Kennedy bases his attack on GAVI on vaccine safety. This is unfounded scaremongering. There is more than a century of evidence of vaccine effectiveness, with billions of people vaccinated. Vaccines have been monitored for safety since their introduction in the U.S., with formal regulatory structures established in the early 20th century. The latest public U.S. study from the Agency for Healthcare Research and Quality, of over 300 studies in 500 publications, found no evidence of major safety concerns connected to the childhood immunization schedule.

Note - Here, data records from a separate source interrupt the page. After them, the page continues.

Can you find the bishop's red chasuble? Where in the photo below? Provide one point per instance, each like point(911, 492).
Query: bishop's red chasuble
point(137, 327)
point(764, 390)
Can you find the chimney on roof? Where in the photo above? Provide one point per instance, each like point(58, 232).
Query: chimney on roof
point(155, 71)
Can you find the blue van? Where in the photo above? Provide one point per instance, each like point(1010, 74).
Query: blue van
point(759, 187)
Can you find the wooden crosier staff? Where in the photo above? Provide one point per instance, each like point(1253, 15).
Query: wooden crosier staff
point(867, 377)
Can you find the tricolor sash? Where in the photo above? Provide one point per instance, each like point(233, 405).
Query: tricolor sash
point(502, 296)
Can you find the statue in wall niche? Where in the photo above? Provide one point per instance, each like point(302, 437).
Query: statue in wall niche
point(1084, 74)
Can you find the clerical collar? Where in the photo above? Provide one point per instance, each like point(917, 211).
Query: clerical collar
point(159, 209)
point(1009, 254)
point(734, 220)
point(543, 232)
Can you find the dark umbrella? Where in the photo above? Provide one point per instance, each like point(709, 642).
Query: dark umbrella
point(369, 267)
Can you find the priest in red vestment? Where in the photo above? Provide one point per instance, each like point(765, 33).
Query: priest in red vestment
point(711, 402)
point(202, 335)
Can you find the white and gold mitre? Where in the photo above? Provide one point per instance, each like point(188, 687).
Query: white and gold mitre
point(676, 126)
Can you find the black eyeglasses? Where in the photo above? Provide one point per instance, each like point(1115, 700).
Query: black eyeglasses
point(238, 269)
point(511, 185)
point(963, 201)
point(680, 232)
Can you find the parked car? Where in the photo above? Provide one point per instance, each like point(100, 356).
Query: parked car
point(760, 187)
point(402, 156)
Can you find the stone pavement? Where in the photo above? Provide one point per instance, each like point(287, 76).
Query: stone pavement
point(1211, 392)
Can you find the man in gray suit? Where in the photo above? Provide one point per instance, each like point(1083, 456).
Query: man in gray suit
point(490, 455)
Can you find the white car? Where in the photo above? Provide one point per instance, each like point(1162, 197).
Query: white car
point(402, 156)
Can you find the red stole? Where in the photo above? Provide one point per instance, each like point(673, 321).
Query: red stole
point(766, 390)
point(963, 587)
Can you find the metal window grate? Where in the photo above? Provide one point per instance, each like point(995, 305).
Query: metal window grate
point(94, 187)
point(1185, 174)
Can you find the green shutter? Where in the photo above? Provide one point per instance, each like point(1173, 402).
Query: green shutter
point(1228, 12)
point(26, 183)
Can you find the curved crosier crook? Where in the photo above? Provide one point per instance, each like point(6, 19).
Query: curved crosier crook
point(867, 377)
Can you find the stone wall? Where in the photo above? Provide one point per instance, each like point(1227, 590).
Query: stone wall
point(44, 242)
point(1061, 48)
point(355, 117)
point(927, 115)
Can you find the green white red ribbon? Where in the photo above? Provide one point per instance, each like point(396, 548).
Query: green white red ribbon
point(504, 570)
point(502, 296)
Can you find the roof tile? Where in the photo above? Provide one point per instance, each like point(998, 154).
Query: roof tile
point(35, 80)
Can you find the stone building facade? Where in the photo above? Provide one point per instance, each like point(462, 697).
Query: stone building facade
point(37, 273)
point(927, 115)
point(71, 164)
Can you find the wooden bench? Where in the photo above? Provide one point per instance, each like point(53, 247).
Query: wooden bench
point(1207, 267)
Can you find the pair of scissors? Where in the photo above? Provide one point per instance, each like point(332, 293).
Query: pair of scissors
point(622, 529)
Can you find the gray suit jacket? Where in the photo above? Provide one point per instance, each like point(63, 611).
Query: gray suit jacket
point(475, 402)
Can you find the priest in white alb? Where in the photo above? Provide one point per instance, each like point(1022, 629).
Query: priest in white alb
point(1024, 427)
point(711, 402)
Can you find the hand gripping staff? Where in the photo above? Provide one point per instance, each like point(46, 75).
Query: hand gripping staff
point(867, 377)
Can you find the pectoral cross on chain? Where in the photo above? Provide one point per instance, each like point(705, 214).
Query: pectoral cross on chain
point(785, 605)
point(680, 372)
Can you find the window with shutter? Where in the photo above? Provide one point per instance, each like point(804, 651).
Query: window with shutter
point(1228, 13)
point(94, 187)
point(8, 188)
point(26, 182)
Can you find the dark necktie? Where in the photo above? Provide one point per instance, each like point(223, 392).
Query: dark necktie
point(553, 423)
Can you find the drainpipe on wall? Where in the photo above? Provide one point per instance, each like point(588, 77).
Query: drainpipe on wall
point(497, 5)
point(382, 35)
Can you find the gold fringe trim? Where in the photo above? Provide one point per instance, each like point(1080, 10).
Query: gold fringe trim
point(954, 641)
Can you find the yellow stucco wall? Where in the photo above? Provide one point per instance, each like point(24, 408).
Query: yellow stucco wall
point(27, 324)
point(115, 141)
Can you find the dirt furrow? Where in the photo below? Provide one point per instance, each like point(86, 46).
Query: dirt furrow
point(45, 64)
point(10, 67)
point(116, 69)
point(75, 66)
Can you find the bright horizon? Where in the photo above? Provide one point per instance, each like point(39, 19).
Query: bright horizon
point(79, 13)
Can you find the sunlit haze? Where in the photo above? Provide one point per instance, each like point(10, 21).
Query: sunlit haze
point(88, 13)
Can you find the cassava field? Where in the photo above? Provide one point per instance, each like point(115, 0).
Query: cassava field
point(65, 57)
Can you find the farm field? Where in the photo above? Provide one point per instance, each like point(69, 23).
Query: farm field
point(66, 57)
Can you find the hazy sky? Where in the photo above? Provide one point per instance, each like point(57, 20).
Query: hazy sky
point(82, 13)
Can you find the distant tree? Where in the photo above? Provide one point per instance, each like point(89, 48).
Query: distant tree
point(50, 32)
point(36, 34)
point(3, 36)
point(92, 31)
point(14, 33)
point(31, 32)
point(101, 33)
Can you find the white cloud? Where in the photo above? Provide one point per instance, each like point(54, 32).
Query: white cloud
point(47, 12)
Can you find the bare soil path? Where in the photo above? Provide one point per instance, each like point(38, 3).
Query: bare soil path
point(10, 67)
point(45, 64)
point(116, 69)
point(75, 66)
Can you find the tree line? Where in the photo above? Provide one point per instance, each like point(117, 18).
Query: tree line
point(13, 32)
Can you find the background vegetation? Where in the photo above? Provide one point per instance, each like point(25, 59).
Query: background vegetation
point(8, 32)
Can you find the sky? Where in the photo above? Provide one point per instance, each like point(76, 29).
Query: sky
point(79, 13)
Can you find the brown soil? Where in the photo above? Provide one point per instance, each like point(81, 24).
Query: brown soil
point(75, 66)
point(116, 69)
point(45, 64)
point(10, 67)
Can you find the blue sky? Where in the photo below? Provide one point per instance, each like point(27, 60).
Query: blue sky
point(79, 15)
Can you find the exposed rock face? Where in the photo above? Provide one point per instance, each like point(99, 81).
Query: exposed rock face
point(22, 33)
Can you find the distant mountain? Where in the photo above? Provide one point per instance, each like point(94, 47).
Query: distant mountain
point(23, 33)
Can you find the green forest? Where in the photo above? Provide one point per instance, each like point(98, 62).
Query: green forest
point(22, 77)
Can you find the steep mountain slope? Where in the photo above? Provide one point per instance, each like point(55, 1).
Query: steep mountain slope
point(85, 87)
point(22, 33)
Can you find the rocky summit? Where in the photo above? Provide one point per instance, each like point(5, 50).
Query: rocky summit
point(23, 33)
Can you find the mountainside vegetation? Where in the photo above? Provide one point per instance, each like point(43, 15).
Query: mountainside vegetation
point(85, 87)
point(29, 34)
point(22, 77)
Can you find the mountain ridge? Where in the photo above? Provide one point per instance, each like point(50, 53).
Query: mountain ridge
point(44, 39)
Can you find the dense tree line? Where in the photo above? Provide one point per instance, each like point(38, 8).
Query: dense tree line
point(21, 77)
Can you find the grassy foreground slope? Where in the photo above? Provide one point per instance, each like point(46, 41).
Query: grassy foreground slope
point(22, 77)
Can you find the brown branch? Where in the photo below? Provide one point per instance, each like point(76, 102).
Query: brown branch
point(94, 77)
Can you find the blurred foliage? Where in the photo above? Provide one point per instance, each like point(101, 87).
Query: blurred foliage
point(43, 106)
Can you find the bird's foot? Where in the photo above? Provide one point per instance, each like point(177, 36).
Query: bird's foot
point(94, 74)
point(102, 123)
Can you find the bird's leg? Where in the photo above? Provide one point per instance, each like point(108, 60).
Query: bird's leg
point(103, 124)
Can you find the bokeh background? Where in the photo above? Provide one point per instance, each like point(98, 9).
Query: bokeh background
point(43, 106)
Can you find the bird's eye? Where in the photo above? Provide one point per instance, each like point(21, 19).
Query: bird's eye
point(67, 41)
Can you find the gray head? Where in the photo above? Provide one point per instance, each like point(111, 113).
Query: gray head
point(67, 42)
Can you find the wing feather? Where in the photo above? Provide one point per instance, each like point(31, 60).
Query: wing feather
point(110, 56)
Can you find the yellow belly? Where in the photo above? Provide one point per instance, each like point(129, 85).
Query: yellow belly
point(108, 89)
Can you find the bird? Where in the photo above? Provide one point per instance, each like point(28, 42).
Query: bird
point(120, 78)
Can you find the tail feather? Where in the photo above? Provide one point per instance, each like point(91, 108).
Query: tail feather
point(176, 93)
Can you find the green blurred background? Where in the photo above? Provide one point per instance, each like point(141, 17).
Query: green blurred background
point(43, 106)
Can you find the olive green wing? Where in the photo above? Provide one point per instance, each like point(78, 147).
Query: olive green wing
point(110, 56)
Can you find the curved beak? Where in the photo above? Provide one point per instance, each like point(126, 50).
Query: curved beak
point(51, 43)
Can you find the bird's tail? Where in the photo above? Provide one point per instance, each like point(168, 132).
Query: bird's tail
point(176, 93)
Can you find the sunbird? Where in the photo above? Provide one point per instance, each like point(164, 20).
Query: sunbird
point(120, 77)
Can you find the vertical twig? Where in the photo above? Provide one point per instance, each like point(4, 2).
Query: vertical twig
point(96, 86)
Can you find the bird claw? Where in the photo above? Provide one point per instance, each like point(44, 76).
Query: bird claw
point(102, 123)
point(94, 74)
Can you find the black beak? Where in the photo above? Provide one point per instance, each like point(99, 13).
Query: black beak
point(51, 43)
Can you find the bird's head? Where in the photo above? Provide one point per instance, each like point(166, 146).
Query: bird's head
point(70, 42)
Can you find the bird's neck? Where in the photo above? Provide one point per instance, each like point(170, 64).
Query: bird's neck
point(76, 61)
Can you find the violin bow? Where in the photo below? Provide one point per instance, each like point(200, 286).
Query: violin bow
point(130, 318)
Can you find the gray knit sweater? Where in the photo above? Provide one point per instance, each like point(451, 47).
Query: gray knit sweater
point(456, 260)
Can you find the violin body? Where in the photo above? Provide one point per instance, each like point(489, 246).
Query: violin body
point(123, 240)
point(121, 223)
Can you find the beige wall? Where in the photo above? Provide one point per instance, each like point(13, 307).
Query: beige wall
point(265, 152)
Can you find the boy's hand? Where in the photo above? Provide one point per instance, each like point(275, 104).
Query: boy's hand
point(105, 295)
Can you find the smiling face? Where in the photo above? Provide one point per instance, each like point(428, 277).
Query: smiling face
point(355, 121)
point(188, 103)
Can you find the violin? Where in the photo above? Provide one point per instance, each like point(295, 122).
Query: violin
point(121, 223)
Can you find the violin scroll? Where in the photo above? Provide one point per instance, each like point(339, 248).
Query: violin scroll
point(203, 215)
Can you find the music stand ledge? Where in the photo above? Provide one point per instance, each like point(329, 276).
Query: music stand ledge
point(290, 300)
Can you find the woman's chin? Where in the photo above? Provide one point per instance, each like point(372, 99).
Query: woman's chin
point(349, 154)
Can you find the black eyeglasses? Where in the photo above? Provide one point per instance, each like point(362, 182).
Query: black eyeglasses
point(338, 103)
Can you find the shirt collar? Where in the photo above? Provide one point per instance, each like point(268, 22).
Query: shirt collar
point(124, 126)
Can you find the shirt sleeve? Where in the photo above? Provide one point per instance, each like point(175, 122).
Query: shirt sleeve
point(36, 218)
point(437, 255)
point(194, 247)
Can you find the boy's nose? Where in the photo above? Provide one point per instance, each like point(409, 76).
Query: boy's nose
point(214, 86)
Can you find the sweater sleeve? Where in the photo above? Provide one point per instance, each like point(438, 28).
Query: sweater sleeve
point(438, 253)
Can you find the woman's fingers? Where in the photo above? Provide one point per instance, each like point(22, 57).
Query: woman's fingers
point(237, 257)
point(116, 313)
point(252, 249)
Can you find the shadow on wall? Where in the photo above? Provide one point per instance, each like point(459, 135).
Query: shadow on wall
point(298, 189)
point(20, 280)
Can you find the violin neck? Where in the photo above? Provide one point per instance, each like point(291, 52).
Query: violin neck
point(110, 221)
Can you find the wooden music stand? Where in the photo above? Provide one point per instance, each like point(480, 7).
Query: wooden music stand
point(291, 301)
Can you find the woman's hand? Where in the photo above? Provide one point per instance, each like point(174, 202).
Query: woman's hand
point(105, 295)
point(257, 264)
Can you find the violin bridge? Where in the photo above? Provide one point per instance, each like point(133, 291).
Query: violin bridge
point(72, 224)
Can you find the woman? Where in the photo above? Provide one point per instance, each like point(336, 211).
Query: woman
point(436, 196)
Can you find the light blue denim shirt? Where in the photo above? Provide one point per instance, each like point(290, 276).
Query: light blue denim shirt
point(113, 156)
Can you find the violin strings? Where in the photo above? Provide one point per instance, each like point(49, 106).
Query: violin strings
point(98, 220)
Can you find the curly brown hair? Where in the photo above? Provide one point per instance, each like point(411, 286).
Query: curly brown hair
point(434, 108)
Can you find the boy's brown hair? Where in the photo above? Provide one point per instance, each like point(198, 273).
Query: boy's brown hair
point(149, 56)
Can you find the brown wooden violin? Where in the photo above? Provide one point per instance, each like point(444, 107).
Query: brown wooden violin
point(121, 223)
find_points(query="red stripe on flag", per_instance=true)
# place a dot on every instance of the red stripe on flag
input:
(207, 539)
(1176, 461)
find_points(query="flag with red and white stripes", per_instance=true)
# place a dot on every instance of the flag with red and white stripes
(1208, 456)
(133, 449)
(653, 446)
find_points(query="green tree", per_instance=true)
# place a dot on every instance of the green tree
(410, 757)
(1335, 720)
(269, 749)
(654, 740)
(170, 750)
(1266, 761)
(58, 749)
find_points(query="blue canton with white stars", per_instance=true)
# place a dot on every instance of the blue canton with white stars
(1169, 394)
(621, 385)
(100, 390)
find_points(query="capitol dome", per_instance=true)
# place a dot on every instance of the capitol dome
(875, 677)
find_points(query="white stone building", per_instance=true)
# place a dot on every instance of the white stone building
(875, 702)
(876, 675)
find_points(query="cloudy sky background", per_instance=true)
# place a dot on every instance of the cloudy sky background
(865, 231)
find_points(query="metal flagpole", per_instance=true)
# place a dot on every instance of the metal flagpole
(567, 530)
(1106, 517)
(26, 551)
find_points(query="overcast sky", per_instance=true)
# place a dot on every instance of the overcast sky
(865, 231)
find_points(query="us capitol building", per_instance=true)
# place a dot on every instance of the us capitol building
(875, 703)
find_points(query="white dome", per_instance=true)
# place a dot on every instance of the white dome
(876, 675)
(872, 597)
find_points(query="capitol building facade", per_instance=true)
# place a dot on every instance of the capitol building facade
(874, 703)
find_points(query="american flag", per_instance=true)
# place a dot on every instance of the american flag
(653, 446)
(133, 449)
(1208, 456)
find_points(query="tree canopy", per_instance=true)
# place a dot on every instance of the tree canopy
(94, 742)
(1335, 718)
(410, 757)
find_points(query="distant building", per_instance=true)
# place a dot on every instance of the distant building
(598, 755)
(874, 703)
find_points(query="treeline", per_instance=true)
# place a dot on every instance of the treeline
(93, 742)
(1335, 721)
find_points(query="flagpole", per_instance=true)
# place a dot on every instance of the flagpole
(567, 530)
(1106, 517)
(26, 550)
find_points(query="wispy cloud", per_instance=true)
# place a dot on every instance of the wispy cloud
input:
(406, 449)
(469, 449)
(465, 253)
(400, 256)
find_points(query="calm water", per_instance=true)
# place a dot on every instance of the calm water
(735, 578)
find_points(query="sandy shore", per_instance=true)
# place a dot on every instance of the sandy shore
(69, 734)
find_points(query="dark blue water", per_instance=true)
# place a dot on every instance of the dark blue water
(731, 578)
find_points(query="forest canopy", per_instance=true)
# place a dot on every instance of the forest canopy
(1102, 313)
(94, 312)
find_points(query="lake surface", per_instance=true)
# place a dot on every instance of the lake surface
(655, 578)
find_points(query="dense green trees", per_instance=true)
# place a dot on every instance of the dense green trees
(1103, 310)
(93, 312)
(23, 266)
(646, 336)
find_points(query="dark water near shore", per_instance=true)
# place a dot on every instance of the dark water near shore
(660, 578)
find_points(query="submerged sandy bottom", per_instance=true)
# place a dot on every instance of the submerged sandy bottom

While nothing is ever totally safe, and rare adverse effects are possible, such a tiny downside completely pales next to the upside of protecting the lives of almost 4 million children that the vaccines now save every year.
Instead, Kennedy’s attack contributes to vaccine hesitancy in rich countries, where vaccination rates were already dropping. This has real consequences — American measles cases are now at a 33-year high. It is easy to make parents scared, but giving them the full picture would highlight the enormous overall upside of well-tested childhood vaccines.
Vaccines have become a new battleground of the culture wars. They shouldn’t be. Yes, we should always be clear about safety, but we should also always keep in mind the much greater benefits.
America has always been a generous country. It has been a beacon of common sense. Kennedy’s approach is wrong. Reversing this decision would avoid squandering decades of U.S. soft power.
Congress should undo this. The lives of millions of children worldwide hang in the balance.
Bjorn Lomborg is president of the Copenhagen Consensus, a visiting fellow at Stanford University’s Hoover Institution and author of the book “Best Things First.”